Our study focuses on the harsh surveillance tactics used by the Israeli government in the Old City of Akka as well as other occupied Palestinian territories. The Israeli CCTV cameras capture mostly Palestinian faces through facial recognition software. Palestinian residents of Akka as well as other cities, have to cover a significant part of their faces to prevent them from being watched every moment when they are in a public space. Inspired by the FACE DETECTED project Collared with Matthijs De Block, our project generates face mask designs as a proposition while incorporating visitor interaction to develop a more intuitive and insightful understanding of what it might be like to be under watch constantly.

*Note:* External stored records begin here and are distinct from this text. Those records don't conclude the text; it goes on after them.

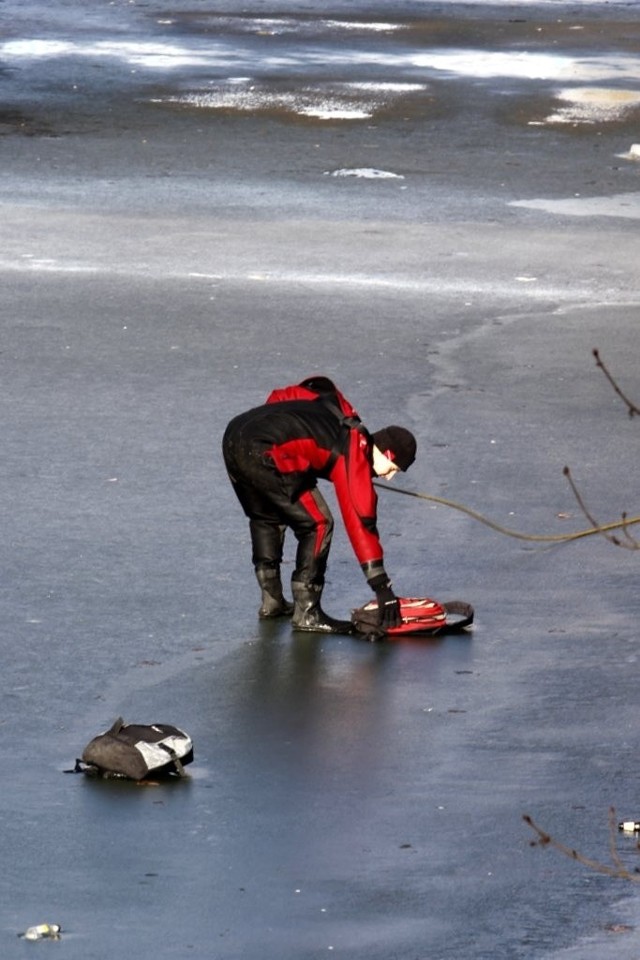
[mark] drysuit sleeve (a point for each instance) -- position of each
(358, 502)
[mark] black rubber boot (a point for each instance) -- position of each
(309, 616)
(273, 601)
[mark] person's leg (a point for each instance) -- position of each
(252, 484)
(312, 524)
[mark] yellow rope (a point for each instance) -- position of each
(539, 538)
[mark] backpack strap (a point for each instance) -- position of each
(347, 424)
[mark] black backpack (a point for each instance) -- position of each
(137, 752)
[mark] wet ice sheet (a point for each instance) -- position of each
(345, 101)
(221, 51)
(625, 205)
(594, 105)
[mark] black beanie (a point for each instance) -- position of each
(400, 443)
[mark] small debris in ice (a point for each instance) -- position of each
(633, 153)
(366, 173)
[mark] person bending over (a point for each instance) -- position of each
(275, 454)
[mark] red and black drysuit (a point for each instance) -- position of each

Our own designed filters affect the cameras, hopefully as a form of defence against the systems of surveillance. For now, this virtual intervention can be used by residents online, and physical masks can be worn on-site during a protest in the streets of Akka. The stone textures of the mask, extracted from photogrammetry models of the stone elevations mapped during the fieldwork, allow the body of the protestor or user to glitch and become one with the architecture. This camouflage protects the user's identity. The design process and virtual mask filters are presented as part of a film that also provides context on the systems of surveillance implemented by private Israeli companies as well as the government itself against the Palestinian residents.
The design concept of the mask is based on the walls of the old city of Akka, where, despite the demographic and social changes, these ancient buildings and urban textures are witnesses and chroniclers of history. Through a series of masks of different wall textures, wall repair and construction techniques have changed over time, which in turn reflects the gentrification process that is taking place. More importantly, wall masks can act as the most natural protective colour for the Palestinian people, and when people wear masks in the urban area, they will be integrated with the built environment to a large extent, thus avoiding "surveillance" to a greater extent.